Granted, the article concerns the omissions and then the outright lies regarding the news articles about a gas additive, MTBE, that was being forced on us in California, and elsewhere.

If you extrapolate from what this means regarding one particular substance over to the larger issues at hand, all known problems, then you can see where we have a problem.

The article on how the Associated Press is sold out to the highest bidder is over here at dailykos:

http://www.democraticunderground.com/discuss/duboard.php?az=view_all&address=103x600386

It's not just that the major media is silent about Monsanto's reign of terror regarding GM's, and regarding the herbicide RoundUp (Which used to, for over thirty years, contain Formaldehyde, a known carcinogen, but Monsanto simply merrily lied to EPA when applying for the license.

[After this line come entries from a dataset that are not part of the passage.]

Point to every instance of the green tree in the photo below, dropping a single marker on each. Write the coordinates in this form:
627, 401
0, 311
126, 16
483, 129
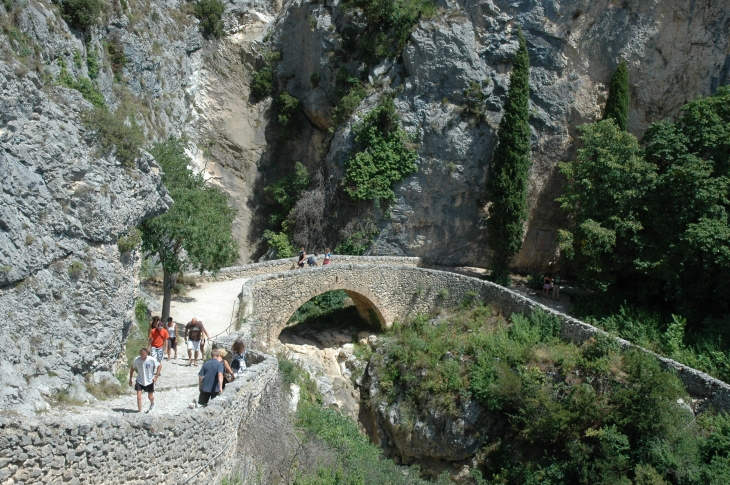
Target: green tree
196, 231
688, 231
81, 14
617, 105
507, 183
653, 224
606, 189
388, 25
383, 157
210, 13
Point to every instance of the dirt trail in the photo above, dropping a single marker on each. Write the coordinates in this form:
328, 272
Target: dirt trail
211, 302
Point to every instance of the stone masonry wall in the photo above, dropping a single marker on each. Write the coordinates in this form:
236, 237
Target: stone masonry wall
286, 264
199, 446
397, 292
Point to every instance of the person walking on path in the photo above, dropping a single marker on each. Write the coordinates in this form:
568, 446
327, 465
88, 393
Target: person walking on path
228, 375
158, 340
556, 286
172, 340
547, 284
210, 378
148, 370
194, 331
238, 357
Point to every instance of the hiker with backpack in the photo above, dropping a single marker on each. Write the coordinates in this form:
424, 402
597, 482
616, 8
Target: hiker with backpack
157, 341
194, 331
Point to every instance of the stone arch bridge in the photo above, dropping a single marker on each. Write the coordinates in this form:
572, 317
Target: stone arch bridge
386, 289
382, 292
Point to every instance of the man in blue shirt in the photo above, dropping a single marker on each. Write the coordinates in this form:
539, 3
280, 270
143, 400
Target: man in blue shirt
210, 379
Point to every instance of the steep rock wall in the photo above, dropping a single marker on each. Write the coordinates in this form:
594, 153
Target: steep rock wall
675, 52
66, 292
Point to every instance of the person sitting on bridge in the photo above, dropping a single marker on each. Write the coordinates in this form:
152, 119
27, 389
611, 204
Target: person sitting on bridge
327, 257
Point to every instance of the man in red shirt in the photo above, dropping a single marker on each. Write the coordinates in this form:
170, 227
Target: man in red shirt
158, 341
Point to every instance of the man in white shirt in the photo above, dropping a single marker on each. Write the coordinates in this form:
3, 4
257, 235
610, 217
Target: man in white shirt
148, 370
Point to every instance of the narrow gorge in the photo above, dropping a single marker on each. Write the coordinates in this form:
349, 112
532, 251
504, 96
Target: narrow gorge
274, 102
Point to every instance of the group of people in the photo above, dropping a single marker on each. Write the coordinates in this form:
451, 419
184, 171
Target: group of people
551, 282
162, 341
311, 259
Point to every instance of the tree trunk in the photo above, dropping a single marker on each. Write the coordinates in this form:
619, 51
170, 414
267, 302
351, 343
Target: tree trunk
168, 283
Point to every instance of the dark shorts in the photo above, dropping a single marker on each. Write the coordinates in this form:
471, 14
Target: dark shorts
204, 397
140, 387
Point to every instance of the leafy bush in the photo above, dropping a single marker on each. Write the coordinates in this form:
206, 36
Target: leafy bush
262, 83
114, 135
475, 98
382, 159
351, 458
566, 414
287, 105
129, 241
117, 57
351, 93
535, 281
647, 219
81, 14
92, 62
281, 242
210, 13
87, 89
388, 25
357, 243
617, 104
75, 269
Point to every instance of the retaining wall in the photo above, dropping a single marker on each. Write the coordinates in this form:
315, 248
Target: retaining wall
398, 292
199, 446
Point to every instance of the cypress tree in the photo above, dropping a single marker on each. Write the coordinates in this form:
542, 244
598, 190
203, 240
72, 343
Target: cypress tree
617, 105
507, 183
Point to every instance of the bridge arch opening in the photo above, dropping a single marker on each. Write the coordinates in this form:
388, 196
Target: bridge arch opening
346, 312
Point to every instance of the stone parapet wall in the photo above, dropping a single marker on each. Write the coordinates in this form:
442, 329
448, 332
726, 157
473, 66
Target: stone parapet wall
287, 264
199, 446
398, 292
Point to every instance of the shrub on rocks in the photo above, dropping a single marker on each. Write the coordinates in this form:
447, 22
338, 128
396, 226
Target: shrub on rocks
81, 14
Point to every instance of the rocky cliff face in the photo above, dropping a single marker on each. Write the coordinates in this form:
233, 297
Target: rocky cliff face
67, 292
65, 203
675, 51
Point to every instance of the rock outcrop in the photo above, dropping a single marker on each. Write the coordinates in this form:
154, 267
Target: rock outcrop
675, 51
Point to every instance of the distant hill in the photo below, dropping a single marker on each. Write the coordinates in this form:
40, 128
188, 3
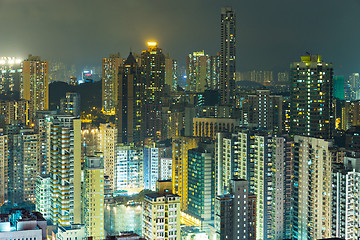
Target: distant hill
90, 94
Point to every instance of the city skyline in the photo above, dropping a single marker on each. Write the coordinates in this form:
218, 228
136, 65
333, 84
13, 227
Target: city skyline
234, 154
270, 35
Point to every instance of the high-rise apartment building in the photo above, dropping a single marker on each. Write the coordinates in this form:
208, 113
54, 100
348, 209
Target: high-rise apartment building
129, 169
201, 183
107, 140
171, 78
214, 72
151, 167
181, 147
227, 56
15, 110
42, 195
345, 199
354, 86
93, 197
161, 214
209, 127
70, 105
311, 197
23, 165
197, 72
110, 74
350, 115
130, 102
311, 98
3, 167
153, 69
165, 168
249, 155
264, 111
233, 213
20, 223
10, 74
65, 170
35, 83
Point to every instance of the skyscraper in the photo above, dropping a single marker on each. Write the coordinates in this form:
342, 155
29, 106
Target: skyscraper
70, 105
153, 67
35, 83
93, 197
227, 56
354, 85
130, 101
23, 165
3, 167
151, 167
65, 170
161, 214
110, 70
107, 145
171, 73
197, 72
311, 197
180, 167
311, 98
129, 169
201, 183
232, 213
10, 74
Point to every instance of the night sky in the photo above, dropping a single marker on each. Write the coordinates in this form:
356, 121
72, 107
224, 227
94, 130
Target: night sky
270, 34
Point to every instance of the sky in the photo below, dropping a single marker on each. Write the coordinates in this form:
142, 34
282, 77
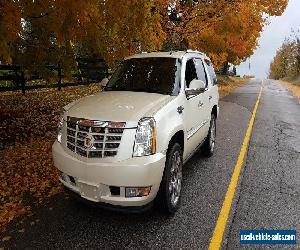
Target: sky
271, 39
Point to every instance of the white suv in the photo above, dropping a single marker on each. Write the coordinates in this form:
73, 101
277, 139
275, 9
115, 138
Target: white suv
125, 146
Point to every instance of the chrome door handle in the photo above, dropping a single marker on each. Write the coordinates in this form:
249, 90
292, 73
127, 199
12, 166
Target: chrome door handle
200, 104
180, 109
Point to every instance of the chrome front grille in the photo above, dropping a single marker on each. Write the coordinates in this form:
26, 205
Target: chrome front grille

If you or any other small time human did that, you'd be in jail for ten years,)
it's that every single problem that us mere activists worry about is never discussed in the main stream media. Corexit was fast track approved by the EPA (which means the EPA approval is meaningless, as there are no real studies regarding the generational issues) yet we don't hear about that in our mains stream news. The first responders on Nine Eleven were told by the EPA that they were safe while working without respirators at the Ground Zero site, yet that turned out to be a major false hood. They were breathing in mercury, arsenic, formaldehyde, radioactive material from smoke detectors, etc.

Meanwhile Depleted Uranium, which is rather inert when not dealt a blow by explosives, has been hit by explosions all over Bosnia, over Iraq, over Pakistan and Afghanistan etc. Whatever ends up in the atmosphere is distributed equally over the globe as a whole, which is one reason why the rare childhood cancers are escalating here in California.

Some government officials have come forward to state that Depleted Uranium is safe, but then they are confronted with the military's own
videos and films regarding the dangers of DU.